Files
prowler/skills/prowler-compliance/assets/sync_framework.py
2026-04-13 15:23:18 +02:00

516 lines
18 KiB
Python

#!/usr/bin/env python3
"""
Generic, config-driven compliance framework sync runner.
Usage:
python skills/prowler-compliance/assets/sync_framework.py \
skills/prowler-compliance/assets/configs/ccc.yaml
Pipeline:
1. Load and validate the YAML config (fail fast on missing or empty
required fields — notably ``framework.version``, which silently
breaks ``get_check_compliance()`` key construction if empty).
2. Dynamically import the parser module declared in ``parser.module``
(resolved as ``parsers.{name}`` under this script's directory).
3. Call ``parser.parse_upstream(config) -> list[dict]`` to get raw
Prowler-format requirements. The parser owns all upstream-format
quirks (foreign-prefix AR rewriting, collision renumbering, shape
handling) and MUST return ids that are unique within the returned
list.
4. **Safety net**: assert id uniqueness. The runner raises
``ValueError`` on any duplicate — it does NOT silently renumber,
because mutating a canonical upstream id (e.g. CIS ``1.1.1`` or
NIST ``AC-2(1)``) would be catastrophic.
5. Apply generic ``FamilyName`` normalization from
``post_processing.family_name_normalization`` (optional).
6. Preserve legacy ``Checks`` lists from the existing Prowler JSON
using a config-driven primary key + fallback key chain. CCC uses
``(Section, Applicability)`` as fallback; CIS would use
``(Section, Profile)``; NIST would use ``(ItemId,)``.

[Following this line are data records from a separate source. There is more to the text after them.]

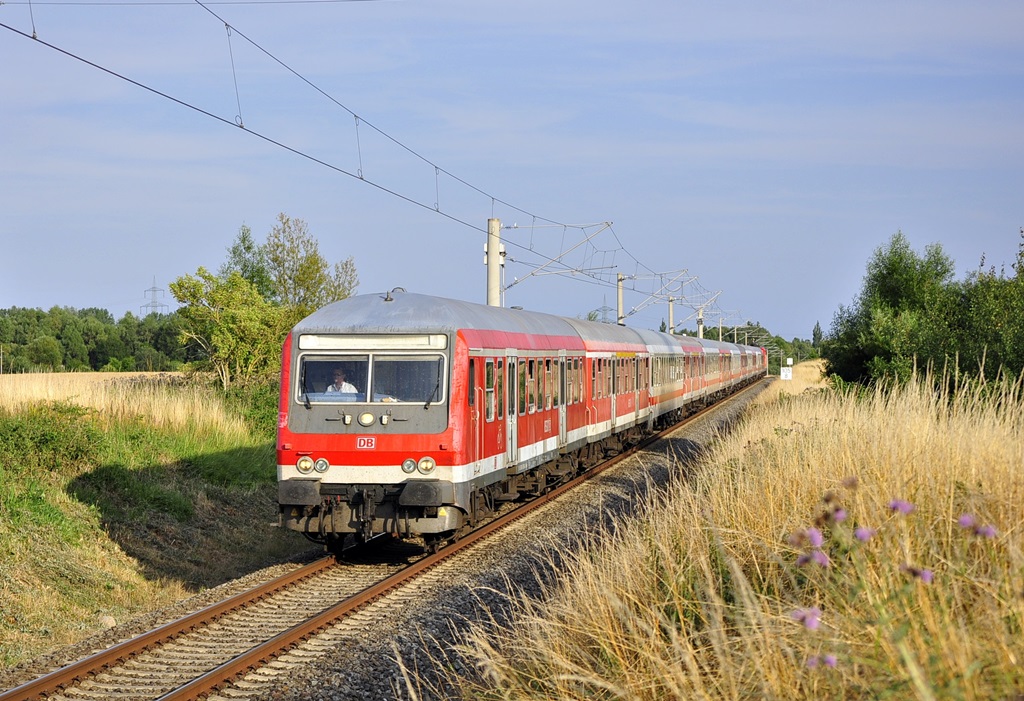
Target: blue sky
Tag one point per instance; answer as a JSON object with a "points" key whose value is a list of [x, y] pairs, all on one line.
{"points": [[765, 148]]}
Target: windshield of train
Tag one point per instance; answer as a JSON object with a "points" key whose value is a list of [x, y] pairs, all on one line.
{"points": [[404, 378]]}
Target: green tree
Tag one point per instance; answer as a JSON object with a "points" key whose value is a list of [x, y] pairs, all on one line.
{"points": [[238, 332], [249, 259], [44, 351], [302, 279]]}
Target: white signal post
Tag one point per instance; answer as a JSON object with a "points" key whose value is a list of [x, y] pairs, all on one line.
{"points": [[494, 258]]}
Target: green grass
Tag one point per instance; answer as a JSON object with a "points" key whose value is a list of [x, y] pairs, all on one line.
{"points": [[115, 512]]}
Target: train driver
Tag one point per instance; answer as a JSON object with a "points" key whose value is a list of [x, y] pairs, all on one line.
{"points": [[339, 383]]}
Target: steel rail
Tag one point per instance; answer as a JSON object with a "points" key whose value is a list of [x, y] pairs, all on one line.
{"points": [[87, 666], [274, 647], [266, 652]]}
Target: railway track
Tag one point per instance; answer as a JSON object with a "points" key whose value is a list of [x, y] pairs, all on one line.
{"points": [[230, 649]]}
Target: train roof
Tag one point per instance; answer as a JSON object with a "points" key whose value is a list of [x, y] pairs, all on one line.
{"points": [[402, 312], [411, 313]]}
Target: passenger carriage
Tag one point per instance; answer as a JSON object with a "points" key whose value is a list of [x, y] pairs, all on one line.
{"points": [[459, 406]]}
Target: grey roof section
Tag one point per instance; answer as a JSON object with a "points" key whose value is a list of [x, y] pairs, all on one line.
{"points": [[402, 312], [412, 313]]}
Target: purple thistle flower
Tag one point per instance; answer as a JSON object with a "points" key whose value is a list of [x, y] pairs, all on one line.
{"points": [[823, 660], [902, 507], [986, 531], [809, 617], [863, 533], [924, 575]]}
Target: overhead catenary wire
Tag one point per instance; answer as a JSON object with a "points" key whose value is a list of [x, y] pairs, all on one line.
{"points": [[583, 270]]}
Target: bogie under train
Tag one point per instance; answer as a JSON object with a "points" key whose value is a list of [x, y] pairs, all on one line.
{"points": [[418, 415]]}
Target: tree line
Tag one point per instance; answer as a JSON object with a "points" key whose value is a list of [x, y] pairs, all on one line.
{"points": [[231, 322], [912, 313]]}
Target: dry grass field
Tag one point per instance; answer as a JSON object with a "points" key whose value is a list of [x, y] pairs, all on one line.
{"points": [[163, 398], [121, 493], [830, 548]]}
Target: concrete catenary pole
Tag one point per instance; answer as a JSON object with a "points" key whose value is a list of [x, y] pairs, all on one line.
{"points": [[622, 314], [493, 259]]}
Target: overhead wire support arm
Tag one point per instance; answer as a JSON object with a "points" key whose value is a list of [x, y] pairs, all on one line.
{"points": [[559, 257], [662, 293]]}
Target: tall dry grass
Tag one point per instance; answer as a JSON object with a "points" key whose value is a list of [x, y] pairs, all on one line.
{"points": [[164, 399], [829, 548]]}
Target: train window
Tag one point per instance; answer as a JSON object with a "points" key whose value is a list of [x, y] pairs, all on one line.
{"points": [[540, 385], [418, 379], [558, 374], [522, 387], [500, 389], [531, 385], [332, 379], [488, 388], [549, 389]]}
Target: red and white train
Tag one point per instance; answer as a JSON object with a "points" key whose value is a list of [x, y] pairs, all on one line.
{"points": [[453, 407]]}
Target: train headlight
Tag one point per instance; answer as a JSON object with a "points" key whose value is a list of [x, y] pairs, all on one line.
{"points": [[426, 466]]}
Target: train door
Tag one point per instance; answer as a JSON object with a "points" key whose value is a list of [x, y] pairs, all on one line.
{"points": [[563, 399], [512, 414]]}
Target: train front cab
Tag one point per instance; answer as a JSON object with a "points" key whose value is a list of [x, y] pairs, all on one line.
{"points": [[382, 458]]}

7. Wrap each provider's requirements in the framework metadata dict
built from the config templates.
8. Write each provider's JSON to the path resolved from
``output.path_template`` (supports ``{framework}``, ``{version}``
and ``{provider}`` placeholders).
9. Pydantic-validate the written JSON via ``Compliance.parse_file()``
and report the load counts per provider.
The runner is strictly generic — it never mentions CCC, knows nothing
about YAML shapes, and can handle any upstream-backed framework given a
parser module and a config file.
"""
from __future__ import annotations
import importlib
import json
import sys
from pathlib import Path
from typing import Any
import yaml
# Make sibling `parsers/` package importable regardless of the runner's
# invocation directory.
_SCRIPT_DIR = Path(__file__).resolve().parent
if str(_SCRIPT_DIR) not in sys.path:
sys.path.insert(0, str(_SCRIPT_DIR))
# ---------------------------------------------------------------------------
# Config loading and validation
# ---------------------------------------------------------------------------
class ConfigError(ValueError):
"""Raised when the sync config is malformed or missing required fields."""
def _require(cfg: dict, dotted_path: str) -> Any:
"""Fetch a dotted-path key from nested dicts. Raises ConfigError on
missing or empty values (empty-string, empty-list, None)."""
current: Any = cfg
parts = dotted_path.split(".")
for i, part in enumerate(parts):
if not isinstance(current, dict) or part not in current:
raise ConfigError(f"config: missing required field '{dotted_path}'")
current = current[part]
if current in ("", None, [], {}):
raise ConfigError(f"config: field '{dotted_path}' must not be empty")
return current
def load_config(path: Path) -> dict:
if not path.exists():
raise ConfigError(f"config file not found: {path}")
with open(path) as f:
cfg = yaml.safe_load(f) or {}
if not isinstance(cfg, dict):
raise ConfigError(f"config root must be a mapping, got {type(cfg).__name__}")
# Required fields — fail fast. Empty Version in particular silently
# breaks get_check_compliance() key construction.
_require(cfg, "framework.name")
_require(cfg, "framework.display_name")
_require(cfg, "framework.version")
_require(cfg, "framework.description_template")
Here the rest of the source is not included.